Ana ve babanın her tür hastalığı velayetin kaldırılması sebebi kabul edilemez. Bazen öyle durumlar olur ki hem ananın hem de babanın hastalığı onların velayet görevinin gerektirdiği hak ve yükümlülükleri yerine getirmelerine engel olması sonucunu doğurmaktadır. Bu durum çocuğun sağlığını, eğitimini ve hepsinden önemlisi bütün bir yaşantısunı olumsuz etkileyecekse ana ve babadan velayetin kaldırılması gerekir.

Ancak ana ve baba evli ve bunlardan sadece biri bu görevini aksatacak bir has­talığa tutulmuş ve diğer eş velayet görevini gereği gibi yapabiliyorsa velayetin kal­dırılması gerekmeyecektir.

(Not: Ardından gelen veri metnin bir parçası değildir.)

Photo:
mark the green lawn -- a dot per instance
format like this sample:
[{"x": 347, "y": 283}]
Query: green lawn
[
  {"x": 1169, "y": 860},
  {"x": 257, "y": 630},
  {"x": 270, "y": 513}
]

Ana ve baba velayet hak ve yükümlülüklerini yerine getiremeyecek derecede özürlü iseler çocuğu bakımsız halde bırakmak olanaksız olduğundan velayetin kaldırılmasına karar vermek gerekir. Ancak ana ve baba bedensel özürlü olmaktan dolayı velayet hak ve yükümlülüklerini yerine getirememekle beraber çocuğa baka­bilecek bir ortam hazırlamışlar, örneğin bakıcı tutmuşlar veya çocuğa yakınları aracılığıyla bakıyorlarsa onları son derece ağır koşulları olan velayetin kaldırılması felaketi ile karşı karşıya bırakmak zalimane bir anlayış olacaktır.

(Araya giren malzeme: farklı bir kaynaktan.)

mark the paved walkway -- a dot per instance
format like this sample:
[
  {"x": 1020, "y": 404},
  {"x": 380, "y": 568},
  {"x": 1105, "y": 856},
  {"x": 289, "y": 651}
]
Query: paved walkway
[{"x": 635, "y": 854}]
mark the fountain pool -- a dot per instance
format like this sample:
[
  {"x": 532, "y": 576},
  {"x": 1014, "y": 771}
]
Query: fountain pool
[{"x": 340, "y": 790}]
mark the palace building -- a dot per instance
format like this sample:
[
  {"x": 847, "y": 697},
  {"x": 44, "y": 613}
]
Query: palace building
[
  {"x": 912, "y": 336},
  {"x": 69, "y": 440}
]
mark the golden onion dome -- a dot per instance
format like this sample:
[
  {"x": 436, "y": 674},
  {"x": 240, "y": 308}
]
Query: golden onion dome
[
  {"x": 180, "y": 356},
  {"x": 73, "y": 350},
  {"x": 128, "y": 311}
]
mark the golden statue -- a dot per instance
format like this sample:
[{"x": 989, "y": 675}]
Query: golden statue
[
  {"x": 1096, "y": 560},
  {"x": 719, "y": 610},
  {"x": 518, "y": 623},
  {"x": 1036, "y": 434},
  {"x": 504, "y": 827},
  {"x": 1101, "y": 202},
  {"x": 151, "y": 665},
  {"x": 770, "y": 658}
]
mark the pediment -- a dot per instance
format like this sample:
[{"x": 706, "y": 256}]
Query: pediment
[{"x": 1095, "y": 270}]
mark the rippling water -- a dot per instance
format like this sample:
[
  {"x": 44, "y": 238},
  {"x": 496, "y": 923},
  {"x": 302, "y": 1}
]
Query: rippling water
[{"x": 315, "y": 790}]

B- Ana ve Babanın Kısıtlanması

Ana baba akıl hastalığı veya akıl zayıflığı, savurganlığı, ayyaşlığı, kötü idaresi, yaşlılığı, sakatlığı veya tecrübesizliği sebebiyle kısıtlanmışsa bu halde de velayetin kaldırılmasına karar verilmesi gerekir.Aile Mahkemesi Hâkimi, Aile Mahkemesi kurulmamışsa Asliye Hukuk Yargıcı ana babanın kısıtlandığını saptadığında vela­yetin kaldırılmasına ve çocuğa bir vasi tayin edilmesine karar vermelidir,

C- Velayet Hak ve Görevinin Ağır Şekilde Kötüye Kulllanılması

Ana babanın çocuklarını aşırı bir şekilde dövmesi, onları suç işlemeye zorlama­sı, dilendirmesi, çocuklara karşı cinsel bir suç işlemesi, onlara şiddet uygulaması, toplumun değer yargılarına ve inanışlarına aykırı bir duruma zorlamaları, çocuğun çıkarlarına aykırı bir duruma razı olması için zorlanması velayet hak ve görevinin kötüye kullanılması olarak kabul edilmelidir.

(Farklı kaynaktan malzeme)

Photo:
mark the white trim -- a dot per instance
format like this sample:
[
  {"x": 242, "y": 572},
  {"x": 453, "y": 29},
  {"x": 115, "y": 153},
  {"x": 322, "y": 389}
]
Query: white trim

D- Velayet Hak ve Görevinin Aşırı Derecede Savsaklanması

Velayetin kapsamı; 4721 sayılı T.M.K. un 339. Maddesine göre çocuğun bakım ve eğitimi ve çıkarlarının korunmasını, çocuğun adının konmasını, 4721 sayılı T.M.K. un 340/2. Maddesine göre bedensel ve zihinsel özürlü olan çocuğa yetenek ve eğilimlerine uygun düşecek bir eğitim vermesini, 4721 sayılı T.M.K. un 339/ 3. Maddesine göre çocuğa yaşamını düzenleme olanağı tanınmasını, çocuğun dini eğitiminin belirlenmesini, 4721 sayılı T.M.K. 342. Maddesine göre çocuğun yasal olarak temsil edilmesini ifade etmektedir. Ana ve babanın çocuğa yeterli ilgi gös­terme yükümlülüğü de velayet hak ve yükümlülüğünün kapsamı içinde kabul edilmelidir. Ana ve babanın bu ve buna benzer yükümlülüklerini ağır bir şekilde savsaklaması da velayetin değiştirilmesi sebebidir. Ancak savsaklamanın önemli ve devamlı olması çocuk için ağır sonuçlarının olduğunun kanıtlanması gerekir. Ana ve babanın zorunlu sebeplerle ve sürekli olmayan savsaklaması velayetin kaldırıl­ması sebebi olmamalıdır.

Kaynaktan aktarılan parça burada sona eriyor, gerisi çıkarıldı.